If you know anything about history, you know about their ultimate sentencing and consequent appeal, but this movie is so much MORE than the trial. It focuses on the architects of the riots, why they happened, who was really to blame, the utterly disgraceful courtroom behavior, and the lives of the people outside the courtroom walls. And nobody is better to tell this story than Aaron Sorkin. If you’re a fan like me, you already know his wit, his style, and the uncanny way he writes dialogue so perfectly natural and over-lapping, you’d swear the actors were just talking without any script at all.
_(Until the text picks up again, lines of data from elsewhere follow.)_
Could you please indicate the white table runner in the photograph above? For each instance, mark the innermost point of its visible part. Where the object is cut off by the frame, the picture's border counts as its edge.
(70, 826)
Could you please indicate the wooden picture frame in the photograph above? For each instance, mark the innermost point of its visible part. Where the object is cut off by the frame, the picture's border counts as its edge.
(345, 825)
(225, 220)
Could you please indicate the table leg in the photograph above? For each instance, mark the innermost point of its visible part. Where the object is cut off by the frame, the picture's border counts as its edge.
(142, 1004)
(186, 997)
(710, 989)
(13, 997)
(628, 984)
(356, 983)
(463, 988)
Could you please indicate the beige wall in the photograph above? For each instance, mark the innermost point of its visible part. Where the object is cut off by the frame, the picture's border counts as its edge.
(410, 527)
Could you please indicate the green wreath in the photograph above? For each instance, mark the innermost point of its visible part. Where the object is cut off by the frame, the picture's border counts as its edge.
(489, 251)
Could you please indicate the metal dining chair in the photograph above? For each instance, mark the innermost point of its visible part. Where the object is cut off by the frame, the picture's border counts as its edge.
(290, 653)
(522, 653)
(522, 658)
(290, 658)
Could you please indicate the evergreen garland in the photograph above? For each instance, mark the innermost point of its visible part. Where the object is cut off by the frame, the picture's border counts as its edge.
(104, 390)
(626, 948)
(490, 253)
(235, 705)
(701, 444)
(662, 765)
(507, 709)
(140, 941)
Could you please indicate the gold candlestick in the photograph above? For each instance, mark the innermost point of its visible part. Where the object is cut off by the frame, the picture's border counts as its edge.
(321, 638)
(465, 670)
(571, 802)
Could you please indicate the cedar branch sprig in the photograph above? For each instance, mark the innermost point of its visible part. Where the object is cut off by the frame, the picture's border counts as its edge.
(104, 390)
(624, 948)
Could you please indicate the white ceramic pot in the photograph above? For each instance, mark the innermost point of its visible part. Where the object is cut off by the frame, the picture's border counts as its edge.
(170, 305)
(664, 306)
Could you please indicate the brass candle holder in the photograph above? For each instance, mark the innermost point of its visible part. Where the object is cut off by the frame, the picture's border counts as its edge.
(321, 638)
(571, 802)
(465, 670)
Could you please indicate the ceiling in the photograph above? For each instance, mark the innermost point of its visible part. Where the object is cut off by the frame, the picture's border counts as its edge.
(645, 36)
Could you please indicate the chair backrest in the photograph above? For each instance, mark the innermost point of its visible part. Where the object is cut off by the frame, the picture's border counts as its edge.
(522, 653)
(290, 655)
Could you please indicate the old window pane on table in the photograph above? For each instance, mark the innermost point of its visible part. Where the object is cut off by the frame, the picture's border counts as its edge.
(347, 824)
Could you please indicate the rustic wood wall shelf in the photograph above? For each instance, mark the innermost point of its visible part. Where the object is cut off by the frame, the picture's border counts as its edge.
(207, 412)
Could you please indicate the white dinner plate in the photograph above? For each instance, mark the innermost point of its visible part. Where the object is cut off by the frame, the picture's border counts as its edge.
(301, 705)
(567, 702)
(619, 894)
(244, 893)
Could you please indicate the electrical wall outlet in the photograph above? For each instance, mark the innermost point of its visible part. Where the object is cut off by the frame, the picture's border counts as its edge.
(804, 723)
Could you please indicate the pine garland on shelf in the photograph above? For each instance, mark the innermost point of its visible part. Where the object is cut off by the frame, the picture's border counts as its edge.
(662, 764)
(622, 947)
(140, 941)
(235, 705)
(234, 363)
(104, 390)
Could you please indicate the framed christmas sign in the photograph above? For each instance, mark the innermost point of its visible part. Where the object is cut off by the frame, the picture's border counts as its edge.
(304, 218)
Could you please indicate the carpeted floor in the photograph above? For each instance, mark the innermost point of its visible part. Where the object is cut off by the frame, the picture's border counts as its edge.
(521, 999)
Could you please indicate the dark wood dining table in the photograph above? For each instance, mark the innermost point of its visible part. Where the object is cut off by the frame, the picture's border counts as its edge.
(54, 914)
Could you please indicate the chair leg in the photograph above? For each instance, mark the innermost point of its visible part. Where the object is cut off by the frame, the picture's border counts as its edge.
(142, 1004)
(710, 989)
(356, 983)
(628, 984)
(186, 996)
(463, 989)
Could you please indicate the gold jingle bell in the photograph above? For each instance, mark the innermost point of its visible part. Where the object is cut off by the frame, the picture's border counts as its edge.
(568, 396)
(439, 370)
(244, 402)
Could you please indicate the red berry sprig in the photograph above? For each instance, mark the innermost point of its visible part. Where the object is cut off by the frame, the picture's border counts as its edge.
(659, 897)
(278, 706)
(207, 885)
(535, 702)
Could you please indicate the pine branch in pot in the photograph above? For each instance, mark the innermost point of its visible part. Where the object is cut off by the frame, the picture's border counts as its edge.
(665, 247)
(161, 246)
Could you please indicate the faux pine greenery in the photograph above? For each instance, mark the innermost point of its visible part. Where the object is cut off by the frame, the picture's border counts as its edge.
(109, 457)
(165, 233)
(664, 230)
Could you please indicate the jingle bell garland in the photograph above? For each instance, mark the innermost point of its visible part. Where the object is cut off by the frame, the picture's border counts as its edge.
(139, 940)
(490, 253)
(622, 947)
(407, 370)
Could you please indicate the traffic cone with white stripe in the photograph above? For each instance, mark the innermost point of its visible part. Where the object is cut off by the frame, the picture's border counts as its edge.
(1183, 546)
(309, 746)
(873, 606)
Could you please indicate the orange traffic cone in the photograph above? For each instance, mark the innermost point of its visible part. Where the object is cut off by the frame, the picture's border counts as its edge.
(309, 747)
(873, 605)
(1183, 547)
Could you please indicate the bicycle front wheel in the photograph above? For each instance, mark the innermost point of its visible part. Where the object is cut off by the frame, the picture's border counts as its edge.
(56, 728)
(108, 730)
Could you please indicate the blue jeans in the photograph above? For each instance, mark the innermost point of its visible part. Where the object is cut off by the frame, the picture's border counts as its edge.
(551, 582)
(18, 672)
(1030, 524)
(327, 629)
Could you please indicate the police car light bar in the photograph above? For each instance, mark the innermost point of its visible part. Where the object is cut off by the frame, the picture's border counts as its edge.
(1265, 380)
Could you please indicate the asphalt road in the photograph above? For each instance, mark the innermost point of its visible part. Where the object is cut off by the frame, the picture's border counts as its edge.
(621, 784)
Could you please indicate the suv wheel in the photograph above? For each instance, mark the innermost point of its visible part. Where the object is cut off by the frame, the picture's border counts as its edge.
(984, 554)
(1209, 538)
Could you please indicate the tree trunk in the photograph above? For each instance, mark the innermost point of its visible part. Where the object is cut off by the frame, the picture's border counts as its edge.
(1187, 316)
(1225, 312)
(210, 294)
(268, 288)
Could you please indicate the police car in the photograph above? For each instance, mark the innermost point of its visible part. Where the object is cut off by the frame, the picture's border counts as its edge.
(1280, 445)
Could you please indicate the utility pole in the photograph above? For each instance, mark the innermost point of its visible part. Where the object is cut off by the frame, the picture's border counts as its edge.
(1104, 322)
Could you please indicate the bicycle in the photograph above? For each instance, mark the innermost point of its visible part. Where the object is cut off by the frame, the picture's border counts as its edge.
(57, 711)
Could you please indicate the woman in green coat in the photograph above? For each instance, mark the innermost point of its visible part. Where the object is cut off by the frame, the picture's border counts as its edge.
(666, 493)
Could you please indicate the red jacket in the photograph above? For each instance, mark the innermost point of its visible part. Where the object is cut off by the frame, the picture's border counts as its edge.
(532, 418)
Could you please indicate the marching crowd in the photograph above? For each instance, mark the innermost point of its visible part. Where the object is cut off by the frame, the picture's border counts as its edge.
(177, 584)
This is Sorkin’s second only directed movie (with 2017’s Molly’s Game being his first) and with tight, precise, and no-nonsense camerawork, you can’t imagine why Sorkin doesn’t direct all the time. Like Rob Reiner, he never wastes a single frame and knows how to pull you into a scene with imaginative angles and edits. And my God! Can this man ever cast a movie! It’s funny that many are British (Rylance, Redmayne, Cohen) with credible American accents. The most notable is Cohen’s Hoffman who comes off as an intellectual clown who delivers Sorkin’s best lines. Rylance in the court is exceptional, squaring off with Langella’s spit-fire judge and his own outspoken clients.

Both Gordon-Levitt and Redmayne were made for Sorkin’s brilliant prose and deliver it with such beautiful elegance that it’s like listening to word porn. And Abdul-Mahteen II, for the short amount of screen time he has, is both riveting and heart-breaking. For just over a two-hour movie, you’d think you’d get tired of a courtroom battle, but Sorkin superbly layers the film that you never lose interest. THAT is excellence in writing!